In der Phase des Wiederaufbaus bildete sich das so genannte „Wirtschaftswunder“ und der Wunsch nach Reisen, vorzugsweise nach Italien, woher die ersten Gastarbeiter kamen, mit Motorrad und Beiwagen, mit den ersten Autos er Nachkriegszeit: Isetta, Goggo, Lloyd und VW-Käfer. Entsprechend die Schlager: „Komm ein bisschen mit nach Italien“ von Caterina Valente, Peter Alexander und Silvio Francesco und „Tschau, Tschau, Bambina“, und „Rote Rosen, rote Lippen, roter Wein“ von René Carol, und die „Capri-Fischer“ von Rudi Schuricke u.v.a., und SängerInnen Evelyn Künneke, Hilde Hildebrand, Ralph Bendix, Bully Buhlan, Fred Bertelmann und Lys Assia, Rocco Granata, Margot Eskens mit „Cindy“ und Caterina Valentes sang „Ganz Paris träumt von der Liebe“, Siw Malmkvist „Liebeskummer lohnt sich nicht“ und Connie Francis, „Die Liebe ist ein seltsames Spiel“, Spaßlieder mit Gus Backus, Billy Mo, Bill Ramsey, Trude Herr, und Stars auch für den Film wie Vico Torriani, Peter Alexander und die genannten in zahlreichen Spaßfilmen und Berg- und Waldfilmen mit Lederhosen und mit Rudolf Prack, Sonja Ziemann, Rudolf Lenz, Willi Forst, Marianne Hold, Dieter Borsche, Ruth Leuwerik, Liselotte Pulver, Paul Hubschmid, O.W. Fischer u.a.

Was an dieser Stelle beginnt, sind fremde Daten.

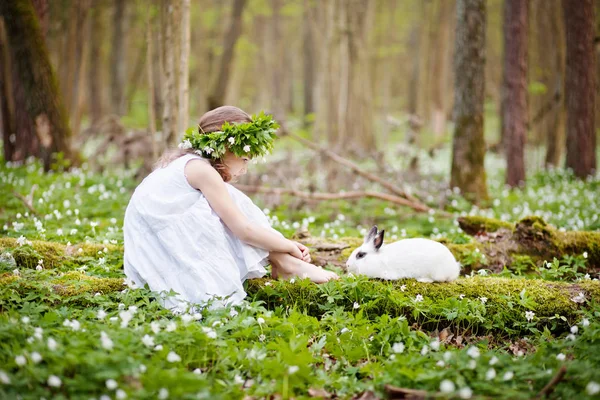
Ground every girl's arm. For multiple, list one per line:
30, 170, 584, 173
185, 159, 303, 259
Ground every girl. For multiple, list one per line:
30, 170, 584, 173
123, 106, 337, 308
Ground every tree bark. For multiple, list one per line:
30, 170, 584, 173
88, 0, 104, 125
431, 0, 455, 142
563, 0, 597, 178
540, 1, 566, 167
302, 0, 316, 125
160, 0, 178, 147
110, 0, 127, 116
208, 0, 246, 110
0, 0, 73, 169
178, 0, 191, 132
450, 0, 488, 202
502, 0, 529, 187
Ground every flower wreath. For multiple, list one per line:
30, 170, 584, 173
179, 111, 279, 159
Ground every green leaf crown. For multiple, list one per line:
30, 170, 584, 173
179, 111, 279, 159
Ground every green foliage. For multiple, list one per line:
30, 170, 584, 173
180, 112, 279, 159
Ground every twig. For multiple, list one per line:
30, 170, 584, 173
535, 365, 567, 399
235, 184, 449, 216
281, 124, 429, 208
13, 185, 39, 215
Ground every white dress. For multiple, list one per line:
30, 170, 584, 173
123, 154, 277, 310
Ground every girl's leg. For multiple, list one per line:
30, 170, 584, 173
269, 252, 338, 283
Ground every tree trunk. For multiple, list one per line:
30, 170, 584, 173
0, 0, 73, 169
208, 0, 246, 110
88, 0, 104, 125
0, 18, 16, 161
302, 0, 316, 125
110, 0, 127, 116
540, 1, 565, 167
160, 0, 178, 148
178, 0, 191, 132
563, 0, 597, 178
502, 0, 528, 187
431, 0, 455, 142
450, 0, 488, 202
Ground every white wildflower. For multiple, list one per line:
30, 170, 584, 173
440, 379, 456, 393
119, 310, 133, 328
166, 321, 177, 332
142, 335, 154, 347
392, 342, 404, 354
48, 375, 62, 387
106, 379, 119, 390
15, 355, 27, 367
100, 331, 114, 350
167, 351, 181, 362
48, 338, 58, 351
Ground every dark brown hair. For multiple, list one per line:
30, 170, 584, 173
156, 106, 252, 182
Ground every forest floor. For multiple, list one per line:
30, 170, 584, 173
0, 145, 600, 400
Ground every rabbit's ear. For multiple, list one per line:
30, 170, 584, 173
365, 225, 377, 243
373, 229, 385, 250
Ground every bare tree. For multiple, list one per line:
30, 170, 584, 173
450, 0, 488, 202
563, 0, 597, 178
110, 0, 127, 115
208, 0, 246, 109
502, 0, 528, 187
0, 0, 73, 169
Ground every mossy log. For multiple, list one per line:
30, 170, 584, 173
0, 237, 123, 268
448, 217, 600, 272
0, 271, 126, 304
247, 277, 600, 335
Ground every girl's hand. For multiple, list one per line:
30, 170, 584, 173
293, 242, 312, 262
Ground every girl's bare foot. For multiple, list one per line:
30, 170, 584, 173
269, 253, 339, 283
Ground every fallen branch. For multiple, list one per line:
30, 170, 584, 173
535, 365, 567, 399
13, 185, 39, 215
281, 122, 422, 205
235, 185, 442, 216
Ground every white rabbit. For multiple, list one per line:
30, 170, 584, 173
346, 226, 460, 283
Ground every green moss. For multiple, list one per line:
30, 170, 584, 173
247, 277, 600, 335
0, 238, 123, 268
458, 215, 514, 235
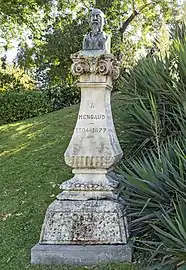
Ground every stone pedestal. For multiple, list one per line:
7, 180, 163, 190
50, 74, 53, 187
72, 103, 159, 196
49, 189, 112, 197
31, 52, 131, 265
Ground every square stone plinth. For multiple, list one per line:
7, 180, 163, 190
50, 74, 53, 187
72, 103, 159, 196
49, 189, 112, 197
31, 199, 132, 265
40, 200, 128, 245
31, 244, 132, 265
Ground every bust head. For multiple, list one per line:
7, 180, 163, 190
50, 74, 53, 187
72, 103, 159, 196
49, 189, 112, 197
89, 8, 105, 35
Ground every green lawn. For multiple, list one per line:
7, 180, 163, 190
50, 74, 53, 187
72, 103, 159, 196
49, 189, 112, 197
0, 106, 135, 270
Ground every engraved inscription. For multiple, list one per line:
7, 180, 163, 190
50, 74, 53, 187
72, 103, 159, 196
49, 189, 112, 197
90, 102, 95, 108
78, 114, 105, 120
76, 128, 107, 133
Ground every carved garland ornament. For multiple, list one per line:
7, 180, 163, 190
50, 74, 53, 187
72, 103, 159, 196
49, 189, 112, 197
72, 55, 119, 79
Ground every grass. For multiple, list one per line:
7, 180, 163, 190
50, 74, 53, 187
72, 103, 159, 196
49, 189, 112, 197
0, 106, 135, 270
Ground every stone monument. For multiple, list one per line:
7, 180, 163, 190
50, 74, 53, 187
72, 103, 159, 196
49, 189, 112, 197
31, 9, 131, 265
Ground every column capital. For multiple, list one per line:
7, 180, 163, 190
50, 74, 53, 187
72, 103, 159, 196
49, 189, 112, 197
71, 51, 120, 81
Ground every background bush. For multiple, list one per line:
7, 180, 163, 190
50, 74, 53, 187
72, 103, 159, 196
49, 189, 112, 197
0, 67, 52, 124
117, 28, 186, 270
0, 91, 52, 124
42, 84, 80, 110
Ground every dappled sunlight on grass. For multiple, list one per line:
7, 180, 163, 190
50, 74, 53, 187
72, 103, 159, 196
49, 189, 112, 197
0, 102, 137, 270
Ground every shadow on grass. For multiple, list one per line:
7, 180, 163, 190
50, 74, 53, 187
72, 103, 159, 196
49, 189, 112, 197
0, 102, 137, 270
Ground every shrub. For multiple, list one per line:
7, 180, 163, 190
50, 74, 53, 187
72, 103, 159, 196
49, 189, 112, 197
117, 41, 186, 159
117, 31, 186, 270
0, 91, 52, 124
43, 85, 80, 110
0, 66, 35, 93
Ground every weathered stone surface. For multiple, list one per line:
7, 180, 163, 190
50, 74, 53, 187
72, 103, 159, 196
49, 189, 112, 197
40, 200, 128, 245
31, 10, 131, 265
31, 244, 132, 265
83, 8, 110, 53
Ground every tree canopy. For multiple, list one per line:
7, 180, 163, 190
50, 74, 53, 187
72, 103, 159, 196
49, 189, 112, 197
0, 0, 183, 85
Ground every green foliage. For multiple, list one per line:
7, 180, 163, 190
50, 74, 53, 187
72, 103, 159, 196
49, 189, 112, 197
0, 106, 136, 270
0, 91, 51, 124
14, 0, 180, 85
117, 28, 186, 270
0, 66, 35, 93
117, 38, 186, 158
43, 85, 80, 110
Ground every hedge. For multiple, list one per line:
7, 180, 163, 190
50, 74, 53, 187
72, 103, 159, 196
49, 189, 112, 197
0, 91, 52, 125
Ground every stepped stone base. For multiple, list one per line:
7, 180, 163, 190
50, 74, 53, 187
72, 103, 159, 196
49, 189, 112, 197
31, 244, 132, 265
37, 199, 128, 245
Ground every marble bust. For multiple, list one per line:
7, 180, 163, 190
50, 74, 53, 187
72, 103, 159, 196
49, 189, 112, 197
83, 8, 110, 53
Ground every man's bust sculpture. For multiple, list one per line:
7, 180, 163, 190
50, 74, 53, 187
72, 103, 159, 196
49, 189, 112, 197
83, 8, 110, 53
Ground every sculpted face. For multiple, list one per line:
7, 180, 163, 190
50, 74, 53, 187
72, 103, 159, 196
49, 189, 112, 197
89, 8, 105, 34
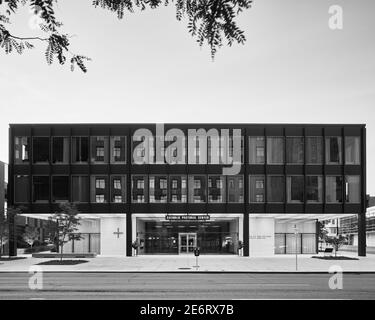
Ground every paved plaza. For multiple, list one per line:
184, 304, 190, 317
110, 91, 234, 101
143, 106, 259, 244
0, 252, 375, 272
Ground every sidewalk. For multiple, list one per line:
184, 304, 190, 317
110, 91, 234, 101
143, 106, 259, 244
0, 252, 375, 273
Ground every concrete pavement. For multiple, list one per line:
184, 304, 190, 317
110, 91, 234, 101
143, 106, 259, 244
0, 252, 375, 272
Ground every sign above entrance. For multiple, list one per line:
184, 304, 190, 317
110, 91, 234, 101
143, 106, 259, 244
165, 214, 210, 221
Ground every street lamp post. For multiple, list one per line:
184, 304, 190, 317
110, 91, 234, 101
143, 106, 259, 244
294, 224, 298, 271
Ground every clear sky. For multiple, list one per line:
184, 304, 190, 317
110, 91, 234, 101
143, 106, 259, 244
0, 0, 375, 195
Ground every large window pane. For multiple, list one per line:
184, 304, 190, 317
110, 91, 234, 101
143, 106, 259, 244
286, 176, 305, 203
250, 176, 266, 203
132, 175, 148, 203
326, 137, 342, 164
91, 137, 108, 163
72, 176, 89, 202
249, 137, 266, 164
33, 176, 49, 203
306, 137, 323, 164
149, 176, 168, 203
267, 176, 285, 202
345, 176, 361, 203
306, 176, 323, 203
72, 137, 89, 163
14, 137, 30, 164
52, 176, 69, 202
286, 137, 304, 164
267, 137, 284, 164
169, 175, 187, 203
111, 176, 126, 203
345, 137, 361, 164
189, 176, 207, 203
326, 176, 343, 203
208, 176, 226, 203
227, 176, 244, 203
33, 137, 49, 163
14, 175, 30, 203
52, 137, 70, 164
111, 137, 126, 163
91, 176, 108, 203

So auch Freddy Quinn in vielen Filmen und insbesondere als Sänger mit Texten über Heimweh und Sehnsucht, Meer und Wüste; er verkaufte mit „Junge, komm bald wieder“, „Die Gitarre und das Meer“, „La Paloma“ u.a. die meisten Schallplatten.

Aus USA kamen neben Jazz und Swing Musicals nach Deutschland: „Can-Can“ von Cole Porter, „My Fair Lady“ von Frederick Loewe und „West Side Story“ von Leonard Bernstein und eine neue Jugendkultur: Rock’n’Roll, mit dem ÄraHelden Elvis Presley sowie Bill Haley, Little Richard, Buddy Holly, Jerry Lee Lewis u.a.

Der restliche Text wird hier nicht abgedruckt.